Accurate profiling of single-cell alternative transcript start sites by correcting RNA degradation.

The generation of transcript variants via alternative utilisation of transcription start sites (TSSs) is a pivotal regulatory mechanism in physiological and pathological states. Recent advancements in 5' single-cell RNA sequencing (scRNA-seq) have enabled TSS analysis at the single-cell level. However, RNA degradation leads to non-uniform read coverage, posing a critical challenge that significantly compromises accurate TSS quantification of scRNA-seq data. To address RNA degradation and improve TSS quantification, we develop scATS (single-cell alternative transcription start site) to estimate RNA degradation at both isoform and sample levels, and provide TSS quantification with or without degradation correction.
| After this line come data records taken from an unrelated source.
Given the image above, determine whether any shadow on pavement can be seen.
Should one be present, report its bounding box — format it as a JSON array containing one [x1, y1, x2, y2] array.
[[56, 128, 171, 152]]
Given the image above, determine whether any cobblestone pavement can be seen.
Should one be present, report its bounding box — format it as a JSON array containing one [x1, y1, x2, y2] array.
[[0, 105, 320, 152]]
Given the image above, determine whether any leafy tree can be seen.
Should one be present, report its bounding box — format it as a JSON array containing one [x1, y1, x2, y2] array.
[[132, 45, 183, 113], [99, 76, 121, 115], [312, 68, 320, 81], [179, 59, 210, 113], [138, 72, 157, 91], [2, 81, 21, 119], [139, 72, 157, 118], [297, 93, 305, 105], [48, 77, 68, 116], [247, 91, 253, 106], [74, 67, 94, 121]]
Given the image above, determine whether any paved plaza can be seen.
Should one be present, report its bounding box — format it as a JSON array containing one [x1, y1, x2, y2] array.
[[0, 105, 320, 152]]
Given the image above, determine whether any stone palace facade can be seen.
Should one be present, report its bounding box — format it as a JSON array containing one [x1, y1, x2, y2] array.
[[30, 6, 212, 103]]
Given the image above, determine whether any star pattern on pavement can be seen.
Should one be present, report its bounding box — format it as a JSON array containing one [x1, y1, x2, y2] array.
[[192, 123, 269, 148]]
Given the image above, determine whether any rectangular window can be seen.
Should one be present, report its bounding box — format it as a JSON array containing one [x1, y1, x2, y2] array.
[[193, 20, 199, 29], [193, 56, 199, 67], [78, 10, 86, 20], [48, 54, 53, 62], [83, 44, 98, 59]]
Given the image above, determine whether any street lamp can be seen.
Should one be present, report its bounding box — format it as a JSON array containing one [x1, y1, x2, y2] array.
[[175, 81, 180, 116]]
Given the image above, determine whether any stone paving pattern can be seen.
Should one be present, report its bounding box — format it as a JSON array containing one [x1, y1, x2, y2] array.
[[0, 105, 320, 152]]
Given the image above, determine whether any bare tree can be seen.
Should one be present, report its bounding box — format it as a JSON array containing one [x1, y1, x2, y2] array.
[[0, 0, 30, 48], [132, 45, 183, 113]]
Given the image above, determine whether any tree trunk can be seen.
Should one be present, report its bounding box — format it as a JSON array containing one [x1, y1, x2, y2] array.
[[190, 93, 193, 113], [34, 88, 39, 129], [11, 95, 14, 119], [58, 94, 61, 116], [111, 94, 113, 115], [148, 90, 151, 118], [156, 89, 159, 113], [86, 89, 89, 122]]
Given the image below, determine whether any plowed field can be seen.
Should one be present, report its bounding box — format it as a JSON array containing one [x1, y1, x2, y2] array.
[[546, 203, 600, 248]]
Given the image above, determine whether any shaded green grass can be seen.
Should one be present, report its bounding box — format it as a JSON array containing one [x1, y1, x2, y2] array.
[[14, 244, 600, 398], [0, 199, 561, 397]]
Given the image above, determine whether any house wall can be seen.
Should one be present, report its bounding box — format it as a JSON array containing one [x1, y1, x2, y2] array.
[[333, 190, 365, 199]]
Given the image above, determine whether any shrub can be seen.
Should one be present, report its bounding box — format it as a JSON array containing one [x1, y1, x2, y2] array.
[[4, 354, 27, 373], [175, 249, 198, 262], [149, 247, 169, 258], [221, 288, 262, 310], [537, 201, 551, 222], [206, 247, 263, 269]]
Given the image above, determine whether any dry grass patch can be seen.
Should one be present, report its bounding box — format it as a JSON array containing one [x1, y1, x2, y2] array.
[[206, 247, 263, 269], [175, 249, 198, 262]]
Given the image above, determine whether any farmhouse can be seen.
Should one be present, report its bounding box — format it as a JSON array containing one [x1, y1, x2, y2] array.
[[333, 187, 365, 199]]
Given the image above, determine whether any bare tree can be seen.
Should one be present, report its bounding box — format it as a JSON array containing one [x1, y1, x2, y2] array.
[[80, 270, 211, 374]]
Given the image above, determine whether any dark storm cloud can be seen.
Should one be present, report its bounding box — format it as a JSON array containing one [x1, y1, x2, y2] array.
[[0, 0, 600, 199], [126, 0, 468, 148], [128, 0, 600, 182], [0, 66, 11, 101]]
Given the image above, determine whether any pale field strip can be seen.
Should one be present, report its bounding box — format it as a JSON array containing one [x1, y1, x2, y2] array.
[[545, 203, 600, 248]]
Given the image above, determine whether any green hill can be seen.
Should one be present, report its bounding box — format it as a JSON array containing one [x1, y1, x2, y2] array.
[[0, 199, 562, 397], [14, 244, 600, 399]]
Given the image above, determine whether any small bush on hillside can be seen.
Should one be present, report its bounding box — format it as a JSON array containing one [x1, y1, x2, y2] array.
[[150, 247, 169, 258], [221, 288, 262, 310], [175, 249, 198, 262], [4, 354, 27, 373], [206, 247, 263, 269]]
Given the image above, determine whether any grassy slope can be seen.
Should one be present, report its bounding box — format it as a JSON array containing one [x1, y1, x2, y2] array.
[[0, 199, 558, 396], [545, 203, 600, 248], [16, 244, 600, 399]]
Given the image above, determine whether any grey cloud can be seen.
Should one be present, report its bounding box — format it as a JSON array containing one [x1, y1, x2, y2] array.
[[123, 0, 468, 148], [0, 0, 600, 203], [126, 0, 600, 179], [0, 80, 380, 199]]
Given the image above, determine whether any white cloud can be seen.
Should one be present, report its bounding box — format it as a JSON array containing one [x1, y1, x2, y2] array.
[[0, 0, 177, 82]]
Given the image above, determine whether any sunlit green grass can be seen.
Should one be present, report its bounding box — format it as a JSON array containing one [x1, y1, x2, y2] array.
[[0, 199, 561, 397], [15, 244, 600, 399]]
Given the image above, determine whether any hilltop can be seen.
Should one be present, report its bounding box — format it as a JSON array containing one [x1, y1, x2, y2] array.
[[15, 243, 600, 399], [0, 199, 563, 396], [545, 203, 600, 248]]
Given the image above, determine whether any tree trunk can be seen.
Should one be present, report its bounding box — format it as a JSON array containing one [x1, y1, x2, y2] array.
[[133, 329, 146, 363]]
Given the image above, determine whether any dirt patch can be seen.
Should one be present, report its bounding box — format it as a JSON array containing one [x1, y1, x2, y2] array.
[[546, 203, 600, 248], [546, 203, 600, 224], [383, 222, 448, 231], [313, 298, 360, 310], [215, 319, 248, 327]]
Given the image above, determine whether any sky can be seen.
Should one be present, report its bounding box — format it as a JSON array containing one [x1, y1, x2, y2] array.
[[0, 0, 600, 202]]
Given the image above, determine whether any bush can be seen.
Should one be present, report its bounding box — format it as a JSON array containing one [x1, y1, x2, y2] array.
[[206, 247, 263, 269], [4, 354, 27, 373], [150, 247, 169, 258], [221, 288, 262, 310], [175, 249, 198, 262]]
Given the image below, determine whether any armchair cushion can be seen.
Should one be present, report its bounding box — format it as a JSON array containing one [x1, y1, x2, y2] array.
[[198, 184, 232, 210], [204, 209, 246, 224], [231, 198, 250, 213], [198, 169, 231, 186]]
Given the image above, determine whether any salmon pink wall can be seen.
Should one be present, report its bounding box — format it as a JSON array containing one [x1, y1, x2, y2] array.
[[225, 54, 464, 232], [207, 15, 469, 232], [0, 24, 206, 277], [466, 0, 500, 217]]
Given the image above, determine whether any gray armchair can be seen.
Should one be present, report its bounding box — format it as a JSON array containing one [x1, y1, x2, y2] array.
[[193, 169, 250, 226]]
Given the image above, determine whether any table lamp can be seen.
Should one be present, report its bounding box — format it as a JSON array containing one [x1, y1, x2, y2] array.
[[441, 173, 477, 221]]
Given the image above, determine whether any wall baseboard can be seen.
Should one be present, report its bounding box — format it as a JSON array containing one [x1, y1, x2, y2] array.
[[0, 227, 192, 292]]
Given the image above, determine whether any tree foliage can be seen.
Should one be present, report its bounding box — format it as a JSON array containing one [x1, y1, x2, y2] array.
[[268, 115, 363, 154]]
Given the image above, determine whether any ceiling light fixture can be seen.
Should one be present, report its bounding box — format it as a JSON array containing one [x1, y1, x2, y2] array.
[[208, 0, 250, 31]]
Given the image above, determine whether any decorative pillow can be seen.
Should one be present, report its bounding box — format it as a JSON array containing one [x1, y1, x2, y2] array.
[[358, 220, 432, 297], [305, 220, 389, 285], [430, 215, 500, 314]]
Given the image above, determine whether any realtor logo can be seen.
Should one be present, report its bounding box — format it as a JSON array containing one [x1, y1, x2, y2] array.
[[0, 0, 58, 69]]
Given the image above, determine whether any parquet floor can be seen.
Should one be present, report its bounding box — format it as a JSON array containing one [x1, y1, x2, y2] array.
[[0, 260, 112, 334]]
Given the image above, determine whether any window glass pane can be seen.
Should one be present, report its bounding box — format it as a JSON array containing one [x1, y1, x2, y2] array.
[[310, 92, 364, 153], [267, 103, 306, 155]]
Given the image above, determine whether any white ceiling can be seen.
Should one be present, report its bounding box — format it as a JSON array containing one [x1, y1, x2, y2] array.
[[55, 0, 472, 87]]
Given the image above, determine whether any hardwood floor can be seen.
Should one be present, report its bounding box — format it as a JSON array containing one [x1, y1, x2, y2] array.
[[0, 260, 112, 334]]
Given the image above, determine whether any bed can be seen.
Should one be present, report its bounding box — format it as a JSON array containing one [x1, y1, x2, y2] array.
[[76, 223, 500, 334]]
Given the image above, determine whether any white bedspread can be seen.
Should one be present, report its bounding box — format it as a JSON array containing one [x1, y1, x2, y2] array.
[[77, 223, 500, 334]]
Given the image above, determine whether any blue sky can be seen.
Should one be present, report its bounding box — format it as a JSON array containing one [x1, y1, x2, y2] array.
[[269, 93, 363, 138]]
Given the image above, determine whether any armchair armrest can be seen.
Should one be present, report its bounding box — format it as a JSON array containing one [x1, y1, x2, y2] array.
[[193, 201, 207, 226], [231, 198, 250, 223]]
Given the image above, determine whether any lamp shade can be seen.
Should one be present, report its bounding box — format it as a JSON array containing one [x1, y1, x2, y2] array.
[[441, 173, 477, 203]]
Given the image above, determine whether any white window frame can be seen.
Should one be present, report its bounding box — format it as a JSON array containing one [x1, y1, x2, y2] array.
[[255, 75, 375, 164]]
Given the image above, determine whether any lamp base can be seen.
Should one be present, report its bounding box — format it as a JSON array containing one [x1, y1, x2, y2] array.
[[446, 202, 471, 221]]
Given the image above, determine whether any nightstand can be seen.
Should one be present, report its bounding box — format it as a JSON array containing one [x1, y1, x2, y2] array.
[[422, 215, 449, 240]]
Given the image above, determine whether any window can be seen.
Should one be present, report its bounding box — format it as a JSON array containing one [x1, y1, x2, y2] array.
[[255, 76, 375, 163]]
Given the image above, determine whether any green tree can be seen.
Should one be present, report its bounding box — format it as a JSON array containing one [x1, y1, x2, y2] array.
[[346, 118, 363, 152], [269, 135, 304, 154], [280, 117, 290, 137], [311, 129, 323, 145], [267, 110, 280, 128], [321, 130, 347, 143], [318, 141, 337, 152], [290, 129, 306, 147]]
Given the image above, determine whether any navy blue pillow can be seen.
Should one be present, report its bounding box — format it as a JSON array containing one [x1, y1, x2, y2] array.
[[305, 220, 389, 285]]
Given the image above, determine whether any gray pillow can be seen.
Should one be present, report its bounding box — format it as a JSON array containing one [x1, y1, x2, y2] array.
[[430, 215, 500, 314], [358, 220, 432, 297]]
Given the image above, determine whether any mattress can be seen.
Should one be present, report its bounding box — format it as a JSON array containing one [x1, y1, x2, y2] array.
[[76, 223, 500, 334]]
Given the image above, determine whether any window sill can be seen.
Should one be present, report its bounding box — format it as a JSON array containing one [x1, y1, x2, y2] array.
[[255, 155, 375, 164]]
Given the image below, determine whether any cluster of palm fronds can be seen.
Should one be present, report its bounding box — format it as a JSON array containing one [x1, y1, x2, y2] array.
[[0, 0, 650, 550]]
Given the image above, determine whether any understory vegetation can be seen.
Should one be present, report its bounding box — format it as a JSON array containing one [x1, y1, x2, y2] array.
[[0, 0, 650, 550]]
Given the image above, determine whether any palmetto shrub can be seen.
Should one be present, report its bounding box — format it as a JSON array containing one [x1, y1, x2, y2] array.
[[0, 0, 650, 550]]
Application of scATS reveals dynamic and context-dependent regulation of TSSs in haematopoiesis and disease, providing additional information on TSS isoforms that aids cell clustering at a finer resolution. Furthermore, we establish a machine-learning pipeline, lung cancer relevance score (LRS), to identify TSSs associated with lung cancer. We analyse TSS isoforms of CCR6, CCR2 and RTKN2 in lung cancer cell lines and confirm that isoforms highly transcribed in lung cancer promote cell proliferation and migration. Combined, we present a robust tool to accurately quantify TSS by accounting for RNA degradation, a common issue that confounds transcript quantification, and experimentally demonstrate the important roles of TSS-mediated gene regulation in tumourigenesis.